International Shia News Agency
Featured

Myanmar refugee exodus nears 300,000

SHAFAQNA-

The United Nations has appealed for aid to deal with a humanitarian crisis unfolding in southern Bangladesh after the number of Muslim Rohingya fleeing Myanmar neared 300,000, just two weeks after violence erupted there, Reuters reported.

The wave of hungry and traumatized refugees is “showing no signs of stopping,” overwhelming agencies in the Cox’s Bazar region already helping hundreds of thousands displaced by ongoing Myanmar security forces crackdown on Muslims in Rakhine state, the UN said.

“It is vital that aid agencies working in Cox’s Bazar have the resources they need to provide emergency assistance to incredibly vulnerable people who have been forced to flee their homes and have arrived in Bangladesh with nothing,” the UN Resident Coordinator in Bangladesh Robert Watkins said.

He said in a statement late on Saturday that agencies urgently needed $77 million (£58.3 million) to cope with an emergency that was triggered when armed groups attacked police posts and an army base on Aug. 25, prompting a military counter-offensive.

The Arakan Rohingya Salvation Army (ARSA) declared a month-long unilateral cease-fire, starting on Sunday, to enable aid groups to bring humanitarian aid to those still in the northwestern state of Buddhist-majority Myanmar.

Thousands of displaced people in Rakhine have been stranded or left without food for weeks. Many are still trying to cross mountains, dense bush and rice fields to reach Bangladesh.

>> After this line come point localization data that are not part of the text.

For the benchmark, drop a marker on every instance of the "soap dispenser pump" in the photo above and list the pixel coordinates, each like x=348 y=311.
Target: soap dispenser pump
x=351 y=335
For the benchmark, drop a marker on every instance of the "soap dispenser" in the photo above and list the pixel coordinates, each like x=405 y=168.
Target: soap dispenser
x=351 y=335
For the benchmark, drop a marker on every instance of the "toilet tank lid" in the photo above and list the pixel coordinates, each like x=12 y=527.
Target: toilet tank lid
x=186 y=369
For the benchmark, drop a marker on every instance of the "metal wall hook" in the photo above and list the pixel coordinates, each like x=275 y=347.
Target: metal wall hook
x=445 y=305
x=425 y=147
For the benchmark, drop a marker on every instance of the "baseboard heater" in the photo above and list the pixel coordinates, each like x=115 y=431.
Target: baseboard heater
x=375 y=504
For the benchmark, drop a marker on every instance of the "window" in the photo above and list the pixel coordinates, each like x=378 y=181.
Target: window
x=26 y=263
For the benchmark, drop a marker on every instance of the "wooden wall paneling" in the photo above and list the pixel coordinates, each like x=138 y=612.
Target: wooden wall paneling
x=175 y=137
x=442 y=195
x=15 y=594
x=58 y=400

Red Cross organizations are scaling up their operations in Rakhine after the UN had to suspend activities there following government suggestions that its agency had supported the armed groups.

In its cease-fire statement, ARSA called on the military to lay down arms and allow humanitarian aid to all affected people.

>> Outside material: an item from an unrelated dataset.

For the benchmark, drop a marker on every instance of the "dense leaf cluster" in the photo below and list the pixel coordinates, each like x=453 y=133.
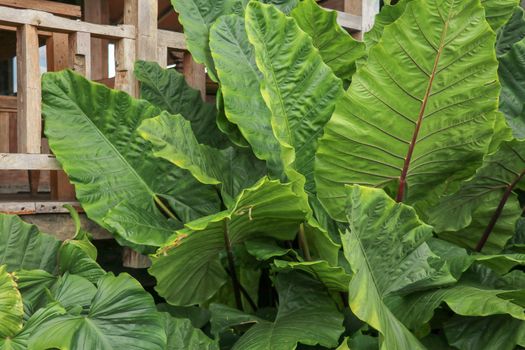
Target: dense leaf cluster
x=339 y=194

About a dozen Muslim villages were burned down on Friday and Saturday in the ethnically mixed Rathedaung region of Rakhine, two sources monitoring the situation said.

“Slowly, one after another, villages are being burnt down – I believe that Rohingyas are already wiped out completely from Rathedaung,” said one of the sources, Chris Lewa of the Rohingya monitoring group, the Arakan Project.

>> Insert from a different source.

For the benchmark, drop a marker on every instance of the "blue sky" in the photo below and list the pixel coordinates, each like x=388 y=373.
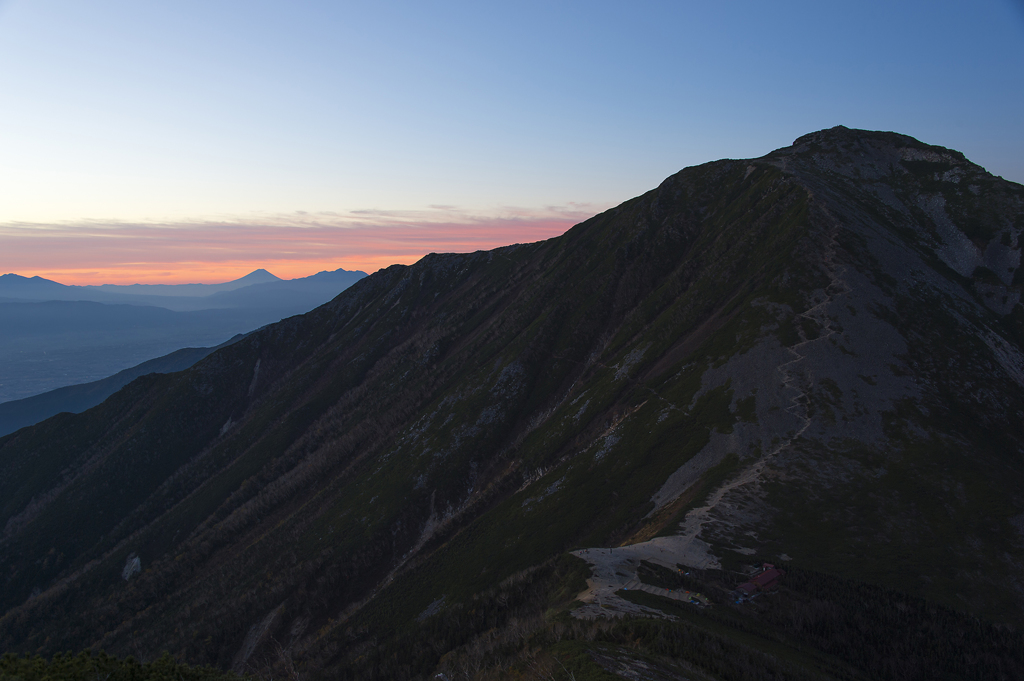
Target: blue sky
x=158 y=113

Three Rohingya were killed by landmines on Saturday as they tried to cross from Myanmar, a Bangladeshi border guard said, and an official with a non-government organization said two more were injured on Sunday.

In Cox’s Bazar, a Reuters reporter saw about 40 Rohingya, mainly women and children, arriving early on Sunday after a four-day trek and then a border crossing by fishing boat.

The International Crisis Group said in a report that the strife in Rakhine is causing more than a humanitarian crisis.

“It is also driving up the risks that the country’s five-year-old transition from military rule will stumble, that Rohingya communities will be radicalized, and that regional stability will be weakened,” it said.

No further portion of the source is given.